李叹便摸出了一把金刀,那刀尖尖上还会闪光,像刚开过封渴望鲜血的模样。
李叹的目光与我的目光,并着那刀尖,形成三点一线,他说:“趁你病,要你命。”
要我命?好呀好呀,你以为我想活呀,你以为我想受这莫名其妙的劫啊,可是我这趟下凡,天君说的明明白白,就是为了给白惊鸿解气,就是要我惨,要我倒光八辈子的血霉,只要白惊鸿解气了,我在仙界才好继续安安稳稳地混日子。
因而,我可以死,但是需死得有理有据水到渠成,不能叫白惊鸿看出来是在偷工减料马虎作业。
李叹要是有本事合情合理地杀了我,我谢他八辈祖宗还来不及。
可是现在死还是早了点,我来到人间才十八年,天上也才过去十八日,白惊鸿与翡玉帝姬大婚的日子还没混过去,我可不想前一脚回去,后一脚就被翡玉帝姬拉去做她的伴娘。

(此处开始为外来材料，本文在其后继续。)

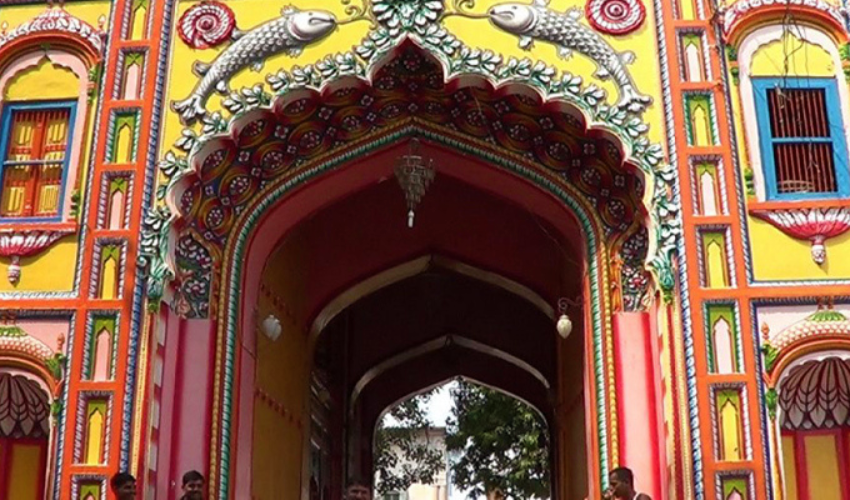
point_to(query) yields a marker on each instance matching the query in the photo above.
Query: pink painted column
(637, 379)
(189, 359)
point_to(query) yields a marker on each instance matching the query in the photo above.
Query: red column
(637, 401)
(192, 390)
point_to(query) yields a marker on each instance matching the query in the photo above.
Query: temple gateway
(234, 232)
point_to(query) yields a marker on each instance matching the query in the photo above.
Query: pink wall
(186, 402)
(637, 401)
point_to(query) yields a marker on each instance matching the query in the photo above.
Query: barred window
(37, 138)
(802, 138)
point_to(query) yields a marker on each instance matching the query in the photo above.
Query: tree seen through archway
(492, 445)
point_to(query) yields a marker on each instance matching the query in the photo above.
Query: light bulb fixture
(565, 324)
(271, 328)
(414, 176)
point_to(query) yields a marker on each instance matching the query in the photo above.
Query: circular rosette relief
(207, 24)
(616, 17)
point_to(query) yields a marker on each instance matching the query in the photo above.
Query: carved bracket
(16, 243)
(814, 224)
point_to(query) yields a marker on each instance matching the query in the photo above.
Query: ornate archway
(523, 118)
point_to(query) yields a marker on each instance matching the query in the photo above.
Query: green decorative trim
(416, 20)
(95, 77)
(12, 331)
(771, 400)
(56, 365)
(749, 181)
(232, 315)
(826, 315)
(844, 52)
(76, 197)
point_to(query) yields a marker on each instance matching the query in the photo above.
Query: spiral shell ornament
(615, 17)
(206, 25)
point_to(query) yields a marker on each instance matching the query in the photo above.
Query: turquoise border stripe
(274, 196)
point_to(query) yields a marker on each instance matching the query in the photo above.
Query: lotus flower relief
(16, 244)
(407, 15)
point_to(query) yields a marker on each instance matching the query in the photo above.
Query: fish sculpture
(289, 34)
(538, 22)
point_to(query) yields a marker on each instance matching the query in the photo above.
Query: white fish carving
(289, 33)
(537, 22)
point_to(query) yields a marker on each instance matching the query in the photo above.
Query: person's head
(124, 486)
(193, 485)
(622, 482)
(358, 489)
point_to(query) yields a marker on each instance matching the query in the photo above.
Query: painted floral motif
(57, 19)
(420, 20)
(616, 17)
(207, 24)
(825, 322)
(24, 408)
(816, 395)
(26, 243)
(194, 278)
(815, 225)
(407, 15)
(15, 339)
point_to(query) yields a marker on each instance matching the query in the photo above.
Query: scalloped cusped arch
(229, 173)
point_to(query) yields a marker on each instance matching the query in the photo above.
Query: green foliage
(749, 181)
(770, 355)
(503, 444)
(402, 456)
(771, 399)
(844, 51)
(75, 203)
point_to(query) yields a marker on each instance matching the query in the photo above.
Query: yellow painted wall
(793, 57)
(789, 464)
(89, 11)
(26, 471)
(51, 270)
(822, 467)
(283, 372)
(794, 261)
(476, 33)
(44, 82)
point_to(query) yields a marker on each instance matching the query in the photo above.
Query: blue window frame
(802, 138)
(35, 143)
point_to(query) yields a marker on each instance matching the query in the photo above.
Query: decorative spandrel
(295, 93)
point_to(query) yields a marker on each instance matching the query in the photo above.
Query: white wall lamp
(565, 324)
(271, 328)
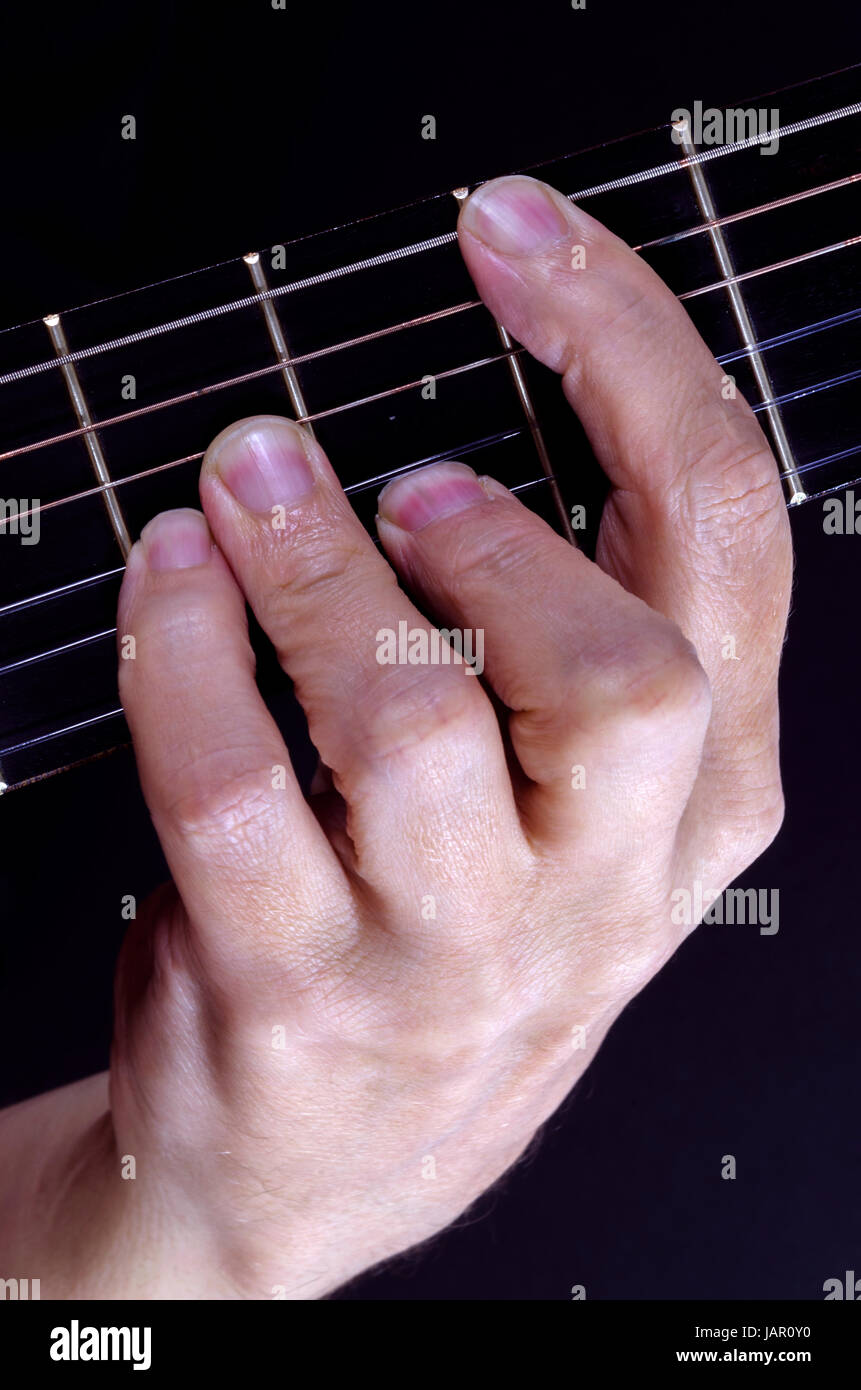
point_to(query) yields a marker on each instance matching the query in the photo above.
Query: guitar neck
(373, 335)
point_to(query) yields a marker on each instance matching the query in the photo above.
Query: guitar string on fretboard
(732, 282)
(89, 428)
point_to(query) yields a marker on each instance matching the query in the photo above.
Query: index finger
(696, 523)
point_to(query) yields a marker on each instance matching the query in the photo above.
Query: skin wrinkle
(413, 1034)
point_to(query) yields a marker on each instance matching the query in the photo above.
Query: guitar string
(462, 449)
(749, 211)
(301, 359)
(36, 599)
(95, 637)
(456, 309)
(629, 180)
(320, 414)
(352, 488)
(412, 249)
(114, 484)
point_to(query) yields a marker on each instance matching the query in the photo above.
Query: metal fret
(796, 492)
(91, 438)
(277, 338)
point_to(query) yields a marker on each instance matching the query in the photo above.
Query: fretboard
(373, 334)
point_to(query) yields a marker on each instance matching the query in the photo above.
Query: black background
(253, 127)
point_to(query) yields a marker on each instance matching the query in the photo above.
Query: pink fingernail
(438, 491)
(515, 216)
(177, 541)
(264, 464)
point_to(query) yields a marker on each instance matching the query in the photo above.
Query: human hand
(447, 933)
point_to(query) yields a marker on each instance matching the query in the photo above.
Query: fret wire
(365, 401)
(747, 211)
(317, 414)
(764, 345)
(398, 253)
(117, 712)
(767, 270)
(219, 310)
(792, 335)
(249, 375)
(520, 487)
(807, 391)
(718, 150)
(458, 451)
(643, 175)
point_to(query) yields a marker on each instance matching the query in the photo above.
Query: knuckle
(320, 560)
(505, 551)
(655, 679)
(223, 806)
(408, 715)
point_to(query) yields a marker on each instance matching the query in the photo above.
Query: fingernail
(177, 541)
(515, 216)
(429, 494)
(264, 463)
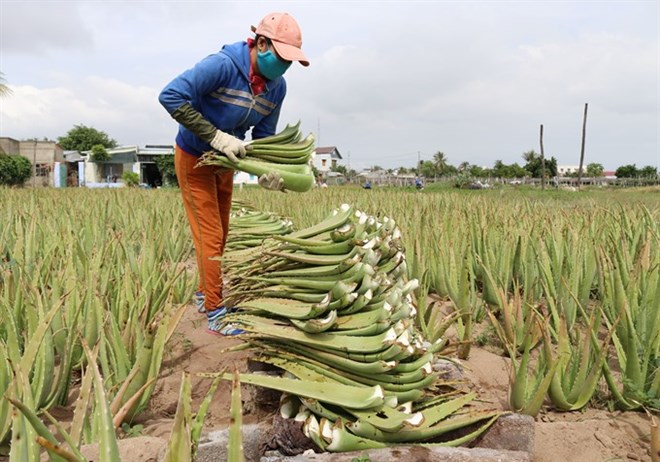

我身上一抖,将被单抖去了半截,耀武扬威地抖着我那两坨开枝散叶的行头,指着一边道:“你杀我呀,照这儿捅,看我爹不扒了你的皮!臭傻子!”
李叹便抿着嘴狠狠瞪我一眼,飞快地走上来扯去了整条被单,我下意识地后缩护住胸前,李叹扬着下巴,这次换他耀武扬威。
是了,我毕竟是个女儿家,不管前世还是今生,上一次被人这么扯光,还是在积云山的时候,我嘴上说着不怕,心里怂成奶狗。
这一瞬我已经没有再与他斗胜的心情,转身面向床里,扯了扯被单,说:“我累了,你有事情也改日再说。”
可是被单的另一头还在李叹的手里牵着,且他的力气比我要大,我扯了两把扯不动。
扯不动就扯不动吧,反正该不该的他都看光了,反正我们做神仙的嘛,就该将肉体凡胎看淡一些,心如止水,无挂无碍。
我便又转了回来,张开手臂,不耐烦地道:“看看看,随你看,两坨肉而已,有什么好看的。”
这回李叹倒是避开眼去不看了,还骂我下流!
我想无论李叹傻与不傻,我都没办法与他交流。
下一瞬他终于说了一句我听得懂且感兴趣的疯话,他说:“妖妖病了,要喝人血才能养着,我去天牢里看过那些死囚,脏兮兮的,他们不配。”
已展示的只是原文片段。